Ribrag V, Koscielny S, Vantelon J M, Fermé C, Rideller K, Carde P, Bourhis J H, Munck J N
Department de Médecine, Institut Gustave-Roussy, 39 Rue C Desmoulins, 94805 Villejuif, France.
Leuk Lymphoma. 2003 Sep;44(9):1529-33. doi: 10.3109/10428190309178775.
CPT11, a camptothecin analogue, is a specific DNA topoisomerase I inhibitor, with activity in tumor cell lines with MDR expression. CPT11 has a broad spectrum of activity in solid tumors (especially in colorectal, gastric and small cell lung cancers). Early reports have shown that CPT11 could be active in non-Hodgkin's lymphomas (NHL) with low-dose schedules. To further evaluate the efficacy and toxicity of CPT11 in patients with refractory or relapsed NHLs, we conducted a phase II trial with escalated doses.
From 04/98 to 05/01, 28 patients with NHL were enrolled.
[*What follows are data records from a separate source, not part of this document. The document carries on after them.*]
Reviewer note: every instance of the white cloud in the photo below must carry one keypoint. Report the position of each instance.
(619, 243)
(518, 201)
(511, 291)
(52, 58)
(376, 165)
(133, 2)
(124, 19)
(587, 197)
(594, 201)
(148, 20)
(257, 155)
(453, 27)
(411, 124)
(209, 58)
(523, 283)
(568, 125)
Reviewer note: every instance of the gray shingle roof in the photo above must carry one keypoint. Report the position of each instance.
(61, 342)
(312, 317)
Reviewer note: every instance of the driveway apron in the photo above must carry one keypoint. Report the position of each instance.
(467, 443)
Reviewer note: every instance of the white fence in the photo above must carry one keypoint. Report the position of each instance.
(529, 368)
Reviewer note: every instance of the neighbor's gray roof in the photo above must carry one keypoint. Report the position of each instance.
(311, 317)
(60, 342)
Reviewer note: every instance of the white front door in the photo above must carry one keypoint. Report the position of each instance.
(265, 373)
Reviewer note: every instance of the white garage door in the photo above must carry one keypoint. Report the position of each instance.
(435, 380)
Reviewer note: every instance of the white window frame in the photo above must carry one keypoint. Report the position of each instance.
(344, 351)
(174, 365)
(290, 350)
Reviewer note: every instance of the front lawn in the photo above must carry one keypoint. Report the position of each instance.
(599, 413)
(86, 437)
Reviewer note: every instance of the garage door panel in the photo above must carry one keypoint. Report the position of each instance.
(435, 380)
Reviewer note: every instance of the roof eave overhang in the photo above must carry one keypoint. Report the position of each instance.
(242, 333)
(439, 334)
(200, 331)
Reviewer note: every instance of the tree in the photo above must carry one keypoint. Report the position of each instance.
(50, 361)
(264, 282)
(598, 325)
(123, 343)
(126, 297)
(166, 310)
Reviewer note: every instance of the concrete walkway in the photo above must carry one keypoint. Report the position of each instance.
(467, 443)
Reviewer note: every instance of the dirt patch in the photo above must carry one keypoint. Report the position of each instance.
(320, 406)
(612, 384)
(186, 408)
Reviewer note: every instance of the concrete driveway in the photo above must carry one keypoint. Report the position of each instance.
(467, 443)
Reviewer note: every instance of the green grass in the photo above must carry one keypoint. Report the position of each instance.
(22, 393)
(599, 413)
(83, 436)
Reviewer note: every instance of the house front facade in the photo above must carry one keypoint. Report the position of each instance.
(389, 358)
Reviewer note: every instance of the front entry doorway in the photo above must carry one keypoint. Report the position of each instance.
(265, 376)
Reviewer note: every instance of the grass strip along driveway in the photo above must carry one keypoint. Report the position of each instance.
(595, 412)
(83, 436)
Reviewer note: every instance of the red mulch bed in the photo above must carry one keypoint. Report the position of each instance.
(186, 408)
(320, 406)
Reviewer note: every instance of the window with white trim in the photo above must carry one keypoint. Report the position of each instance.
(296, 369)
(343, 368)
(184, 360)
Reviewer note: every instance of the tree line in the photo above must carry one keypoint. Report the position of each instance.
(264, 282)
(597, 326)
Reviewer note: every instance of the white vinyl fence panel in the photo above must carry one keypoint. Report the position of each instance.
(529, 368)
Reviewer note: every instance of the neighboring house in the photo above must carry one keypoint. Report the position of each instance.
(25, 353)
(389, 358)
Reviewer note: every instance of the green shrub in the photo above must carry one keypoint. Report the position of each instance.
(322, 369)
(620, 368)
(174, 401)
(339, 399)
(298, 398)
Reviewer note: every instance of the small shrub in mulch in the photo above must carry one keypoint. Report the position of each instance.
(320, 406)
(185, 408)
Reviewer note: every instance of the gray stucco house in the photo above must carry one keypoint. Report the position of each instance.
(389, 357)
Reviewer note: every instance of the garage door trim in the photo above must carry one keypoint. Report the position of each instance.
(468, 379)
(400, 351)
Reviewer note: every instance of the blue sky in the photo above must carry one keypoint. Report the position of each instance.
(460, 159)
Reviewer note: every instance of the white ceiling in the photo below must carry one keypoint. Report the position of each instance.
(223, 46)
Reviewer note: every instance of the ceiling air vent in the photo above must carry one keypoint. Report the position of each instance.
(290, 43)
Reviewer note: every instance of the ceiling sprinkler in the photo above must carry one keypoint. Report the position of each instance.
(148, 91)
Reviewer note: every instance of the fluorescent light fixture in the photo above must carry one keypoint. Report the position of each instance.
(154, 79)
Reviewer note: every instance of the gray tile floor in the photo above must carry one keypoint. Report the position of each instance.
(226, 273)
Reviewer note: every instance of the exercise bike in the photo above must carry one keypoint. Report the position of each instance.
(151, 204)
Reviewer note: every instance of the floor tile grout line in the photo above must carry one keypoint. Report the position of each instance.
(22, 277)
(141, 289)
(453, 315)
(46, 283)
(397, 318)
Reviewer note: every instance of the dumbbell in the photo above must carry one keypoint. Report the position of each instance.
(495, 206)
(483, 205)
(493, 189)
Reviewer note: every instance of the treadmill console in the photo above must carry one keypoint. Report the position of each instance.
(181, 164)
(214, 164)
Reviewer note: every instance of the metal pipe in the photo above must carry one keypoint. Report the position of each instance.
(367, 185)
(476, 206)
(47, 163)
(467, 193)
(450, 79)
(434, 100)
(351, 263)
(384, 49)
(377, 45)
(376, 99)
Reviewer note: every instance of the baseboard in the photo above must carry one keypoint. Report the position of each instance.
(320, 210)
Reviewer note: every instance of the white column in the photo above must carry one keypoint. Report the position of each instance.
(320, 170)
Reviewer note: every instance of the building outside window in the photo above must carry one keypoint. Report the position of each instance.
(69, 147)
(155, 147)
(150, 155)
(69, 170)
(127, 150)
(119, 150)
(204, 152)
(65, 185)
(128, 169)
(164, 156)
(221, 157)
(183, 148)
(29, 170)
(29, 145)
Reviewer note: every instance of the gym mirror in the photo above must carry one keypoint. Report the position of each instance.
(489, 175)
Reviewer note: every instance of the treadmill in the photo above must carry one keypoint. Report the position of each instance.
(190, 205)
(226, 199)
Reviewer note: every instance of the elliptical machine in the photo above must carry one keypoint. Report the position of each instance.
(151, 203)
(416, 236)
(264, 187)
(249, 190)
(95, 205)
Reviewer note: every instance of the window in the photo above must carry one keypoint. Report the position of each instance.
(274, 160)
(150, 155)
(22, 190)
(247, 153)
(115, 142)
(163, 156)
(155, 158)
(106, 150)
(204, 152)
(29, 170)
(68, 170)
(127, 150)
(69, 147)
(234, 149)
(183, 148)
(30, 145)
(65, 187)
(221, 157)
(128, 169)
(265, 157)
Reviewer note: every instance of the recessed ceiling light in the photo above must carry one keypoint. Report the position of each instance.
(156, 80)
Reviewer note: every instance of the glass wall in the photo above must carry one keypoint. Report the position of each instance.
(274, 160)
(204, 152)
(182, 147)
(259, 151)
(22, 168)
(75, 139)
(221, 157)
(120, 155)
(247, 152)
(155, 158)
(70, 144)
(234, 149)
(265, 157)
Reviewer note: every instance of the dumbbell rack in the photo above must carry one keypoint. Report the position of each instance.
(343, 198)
M/F 21/7; median age: 56 years (range 28-72); Ann Arbor stage at the time of the study I/II and III/IV in 6 and 21 patients, respectively. Sixteen patients had refractory disease when they were enrolled in this phase II study and 8 patients were previously treated with high-dose therapy and stem-cell transplantation. CPT11 was administrated at the doses of 350 mg/m2 every 3 weeks. Six courses were given in patients who achieved CR, PR or stable disease. Patients were evaluated every 2 courses. If no grade II or more toxicity was observed after the first course, escalated dose (500 mg/m2) was then undertaken.
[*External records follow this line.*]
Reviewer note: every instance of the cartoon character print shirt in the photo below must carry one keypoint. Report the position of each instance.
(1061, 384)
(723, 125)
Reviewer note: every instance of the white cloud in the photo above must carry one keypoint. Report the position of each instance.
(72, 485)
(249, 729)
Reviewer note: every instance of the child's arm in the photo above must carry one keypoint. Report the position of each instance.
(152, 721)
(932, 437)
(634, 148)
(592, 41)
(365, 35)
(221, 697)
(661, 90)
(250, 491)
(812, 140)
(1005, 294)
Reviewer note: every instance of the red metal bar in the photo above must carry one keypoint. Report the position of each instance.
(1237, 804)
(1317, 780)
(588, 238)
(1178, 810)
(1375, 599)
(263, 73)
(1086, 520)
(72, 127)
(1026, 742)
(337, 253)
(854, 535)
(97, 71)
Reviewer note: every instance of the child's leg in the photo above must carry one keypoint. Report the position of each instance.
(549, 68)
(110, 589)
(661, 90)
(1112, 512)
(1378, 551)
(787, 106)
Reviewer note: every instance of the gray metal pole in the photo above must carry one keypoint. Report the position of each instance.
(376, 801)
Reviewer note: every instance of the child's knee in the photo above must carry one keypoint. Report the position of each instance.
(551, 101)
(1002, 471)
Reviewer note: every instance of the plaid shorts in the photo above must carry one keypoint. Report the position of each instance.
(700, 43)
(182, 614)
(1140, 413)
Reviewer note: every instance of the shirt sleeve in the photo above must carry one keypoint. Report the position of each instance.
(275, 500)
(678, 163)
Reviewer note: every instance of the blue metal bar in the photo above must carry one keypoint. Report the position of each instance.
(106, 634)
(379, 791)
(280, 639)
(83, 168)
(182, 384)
19/28 patients received more than 2 courses of CPT11 and were evaluated for response. Nine patients received one course of therapy because of either progressive disease (n = 6), toxicity (n = 2) or refusal (n = 1). Ten patients received escalated dose (500 mg/m2). Complete remission and partial was achieved in 2/19 patients, stable disease in 7/19, and progressive disease in 10/19 patients. Median duration of responses was short (3 months, range 1-8 months). Seventy-five courses were evaluated for toxicity according to the WHO criteria. Diarrhea grade 2 or 3 occurred in 9/75 courses; cholinergic syndrome grade 2 in 3/75 courses; nausea grade 3 in 7/75 courses. Hematological toxicity: leucopenia grade 3 or 4 in 21/75 courses; thrombocytopenia grade 3 in 8/75 courses; infectious episodes grade 2 or 3 in 7/75 courses. In 2/7 courses with escalated doses, grade I/IV neutropenia occurred withoutother major toxicity.
CPT11 has low activity in heavily pretreated NHLs. Responses were of short duration.
CPT11是一种喜树碱类似物,是一种特异性DNA拓扑异构酶I抑制剂,对表达多药耐药(MDR)的肿瘤细胞系具有活性。CPT11在实体瘤(尤其是结直肠癌、胃癌和小细胞肺癌)中具有广泛的活性。早期报告显示,低剂量方案的CPT11在非霍奇金淋巴瘤(NHL)中可能具有活性。为了进一步评估CPT11对难治性或复发性NHL患者的疗效和毒性,我们进行了一项剂量递增的II期试验。
从1998年4月至2001年5月,纳入了28例NHL患者。
男/女为21/7;中位年龄:56岁(范围28 - 72岁);研究时Ann Arbor分期I/II期6例,III/IV期21例。16例患者在进入本II期研究时患有难治性疾病,8例患者先前接受过高剂量治疗和干细胞移植。CPT11每3周以350 mg/m²的剂量给药。达到完全缓解(CR)、部分缓解(PR)或疾病稳定的患者给予6个疗程。每2个疗程对患者进行评估。如果在第一个疗程后未观察到II级或更高级别的毒性,则采用递增剂量(500 mg/m²)。
19/28例患者接受了超过2个疗程的CPT11治疗并进行了疗效评估。9例患者因疾病进展(n = 6)、毒性(n = 2)或拒绝(n = 1)仅接受了1个疗程的治疗。10例患者接受了递增剂量(500 mg/m²)。19例患者中2例达到完全缓解,7例疾病稳定,10例疾病进展。缓解的中位持续时间较短(3个月,范围1 - 8个月)。根据世界卫生组织(WHO)标准对75个疗程进行了毒性评估。75个疗程中有9个出现2级或3级腹泻;3个出现2级胆碱能综合征;7个出现3级恶心。血液学毒性:75个疗程中有21个出现3级或4级白细胞减少;8个出现3级血小板减少;7个出现2级或3级感染发作。在2个递增剂量的疗程中,出现了I/IV级中性粒细胞减少,无其他主要毒性。
CPT11在经过大量治疗的NHL中活性较低。缓解持续时间较短。